Wednesday, 14 November 2007

Defining Faith

One of the great but difficult things about study is the way in which preconceived ideas get knocked over so easily! Consider one aspect of John Owen’s thinking about faith.

Some scholarly opinion would suggest that Owen, becuase he is what is known as a 'reformed scholastic', would first want to define faith. This is so that he could then break it down into its different parts and examine it, much like engineer taking a machine apart so that he might find out exactly how it works.

Owen, however, takes the opposite position, preferring descriptions over definitions:

…receiving on Christ, leaning on him, rolling ourselves or our burden on him, tasting how gracious the Lord is, and the like, […] convey a better understanding of the nature, work, and object of justifying faith, […] than the most accurate definitions that many pretend unto; some whereof are destructive and exclusive of them all. (John Owen, The Doctrine of Justification by Faith, 107).

He said this in a sermon which he preached on Romans 4:20:

And whereas the general way, in treating of faith, is, for the most part, to use strictness of expression, that so it may be delivered in a philosophical exactness; the constant way of the Holy Ghost is, by metaphorical expressions, accommodations of it to things of sense and daily usage in the meanest, to give a relish and perception of it to all that are interested in it. (John Owen, Sermon: The Strength of Faith, 20-21)

Owen wants to first define faith for, I think, two reasons. First, Owen recognises that in the Bible the Holy Spirit has chosen to give us ‘metaphorical expressions’ of things rather than exact definitions. Owen doesn’t want to, in his words, ‘…embrace such senses of things [faith] as are inconsistent with them [the metaphorical expressions], and opposite unto them.’ Owen’s primary concern is to be faithful to the biblical articulation of faith.

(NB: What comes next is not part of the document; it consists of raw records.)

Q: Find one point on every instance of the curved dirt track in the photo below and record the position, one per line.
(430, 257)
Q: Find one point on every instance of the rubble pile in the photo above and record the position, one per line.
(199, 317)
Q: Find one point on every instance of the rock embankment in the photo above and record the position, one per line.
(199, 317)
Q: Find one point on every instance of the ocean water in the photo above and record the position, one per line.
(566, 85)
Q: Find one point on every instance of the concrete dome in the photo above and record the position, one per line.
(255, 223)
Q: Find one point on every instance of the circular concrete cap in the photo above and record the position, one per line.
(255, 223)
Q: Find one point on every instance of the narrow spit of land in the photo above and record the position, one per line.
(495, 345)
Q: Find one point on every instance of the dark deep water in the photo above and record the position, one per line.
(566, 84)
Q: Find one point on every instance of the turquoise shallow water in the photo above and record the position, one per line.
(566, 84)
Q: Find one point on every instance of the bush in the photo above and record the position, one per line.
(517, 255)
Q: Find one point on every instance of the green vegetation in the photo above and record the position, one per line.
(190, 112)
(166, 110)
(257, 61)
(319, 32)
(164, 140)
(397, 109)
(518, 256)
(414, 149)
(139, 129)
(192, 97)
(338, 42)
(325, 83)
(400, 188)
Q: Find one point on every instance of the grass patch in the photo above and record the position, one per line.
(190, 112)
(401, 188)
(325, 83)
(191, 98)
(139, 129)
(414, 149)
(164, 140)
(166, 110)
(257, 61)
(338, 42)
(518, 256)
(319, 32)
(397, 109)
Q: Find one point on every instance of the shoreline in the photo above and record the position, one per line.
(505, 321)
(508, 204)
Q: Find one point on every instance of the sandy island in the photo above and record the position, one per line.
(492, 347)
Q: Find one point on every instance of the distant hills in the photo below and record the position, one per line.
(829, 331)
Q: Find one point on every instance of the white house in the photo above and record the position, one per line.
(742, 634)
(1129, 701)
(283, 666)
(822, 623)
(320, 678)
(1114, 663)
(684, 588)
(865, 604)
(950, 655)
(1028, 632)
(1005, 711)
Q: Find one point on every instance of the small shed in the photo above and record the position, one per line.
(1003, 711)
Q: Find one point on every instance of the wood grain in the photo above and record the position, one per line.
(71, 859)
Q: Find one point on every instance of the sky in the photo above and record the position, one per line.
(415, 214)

Second, Owen first defines faith because at its heart faith is active. To draw a somewhat arbitrary distinction, what faith does is of more significance than what faith is. Because faith is what the believer does towards God, and is therefore experiential, it is better described than defined. This is because, at its very core, faith is relational. Faith for Owen is always in the person of God, specifically in the person of Christ, ‘the first and principal object of faith’.

Here is a great lesson for us who are of a more conservative evangelical bent, especially those who are involved in the academic study of theology. While we rightly want to understand our faith and to be able to describe how it works, Owen reminds us that this is of secondary importance. The wonder of faith is not what it is, but what it does - it unites us to Christ, draws us into Communion with God, and brings to us all the blessings of God in Christ.